Viewed in such light, it appears, under the reasoning of Ysursa, Davenport, and Regan, that the charitable bingo program’s limitation against the use of bingo proceeds for lobbying and other political speech, which the legislature has decided not to promote, does not “suppress” that speech, thus subjecting the statute to strict or heightened scrutiny under the First Amendment. Pre-1981, before the charitable bingo program was created, the ap-pellees here could use their general funds for any political advocacy they desired. The creation of charitable bingo in 1981 did nothing to change that. Today, with the charitable bingo program in place, the appellees remain equally free to use their general funds for any political advocacy they desire. They are only restricted from using their new, post-1981 charitable bingo proceeds, which they were previously prohibited from obtaining, for political advocacy. In other words, the appellees’ only grievance with the charitable bingo program that Texas created in 1981 is that it does not “assist [them] in funding the expression of [certain political speech].” Ysursa, 555 U.S. at 358, 129 S.Ct. 1093. But, as the Supreme Court has said, the First Amendment “does not require the government to enhance a person’s ability to speak.” Davenport, 551 U.S. at 190, 127 S.Ct. 2372 (citing Regan, 461 U.S. at 549-50,103 S.Ct. 1997).

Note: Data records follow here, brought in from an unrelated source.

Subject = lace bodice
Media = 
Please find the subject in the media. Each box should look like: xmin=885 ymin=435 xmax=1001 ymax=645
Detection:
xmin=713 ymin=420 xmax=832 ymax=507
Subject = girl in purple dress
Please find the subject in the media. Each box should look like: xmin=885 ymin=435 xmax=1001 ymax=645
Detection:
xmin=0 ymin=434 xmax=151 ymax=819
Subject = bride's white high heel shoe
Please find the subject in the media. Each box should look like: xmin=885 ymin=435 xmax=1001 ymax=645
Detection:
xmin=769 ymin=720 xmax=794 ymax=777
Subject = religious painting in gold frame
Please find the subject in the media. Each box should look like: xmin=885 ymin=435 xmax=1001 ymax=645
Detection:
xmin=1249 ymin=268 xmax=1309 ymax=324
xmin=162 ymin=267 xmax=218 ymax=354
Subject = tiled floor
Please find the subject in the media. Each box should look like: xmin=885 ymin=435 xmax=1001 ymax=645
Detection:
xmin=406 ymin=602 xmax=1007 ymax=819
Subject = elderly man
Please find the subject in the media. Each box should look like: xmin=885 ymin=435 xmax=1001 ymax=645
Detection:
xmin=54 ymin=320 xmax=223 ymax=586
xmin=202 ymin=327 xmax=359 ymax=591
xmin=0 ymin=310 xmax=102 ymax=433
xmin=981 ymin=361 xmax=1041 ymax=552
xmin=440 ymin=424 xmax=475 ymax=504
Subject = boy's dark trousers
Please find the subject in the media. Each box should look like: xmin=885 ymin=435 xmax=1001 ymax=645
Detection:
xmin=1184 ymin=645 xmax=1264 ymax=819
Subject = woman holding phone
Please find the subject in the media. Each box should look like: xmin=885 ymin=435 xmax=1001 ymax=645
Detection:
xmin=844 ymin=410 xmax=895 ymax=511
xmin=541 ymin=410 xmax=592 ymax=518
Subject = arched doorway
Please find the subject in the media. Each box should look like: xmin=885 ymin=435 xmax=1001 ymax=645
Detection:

Therefore, under the reasoning of Ysur-sa, Davenport, and Regan, I respectfully dissent from the majority’s striking down the challenged parts of the Texas charitable bingo program under strict or heightened scrutiny.

. Texas law also prohibits charitable bingo licensees from using their bingo proceeds to "support or oppose a candidate or slate of candidates for public office,” but the plaintiffs-appellees here do not challenge that restriction.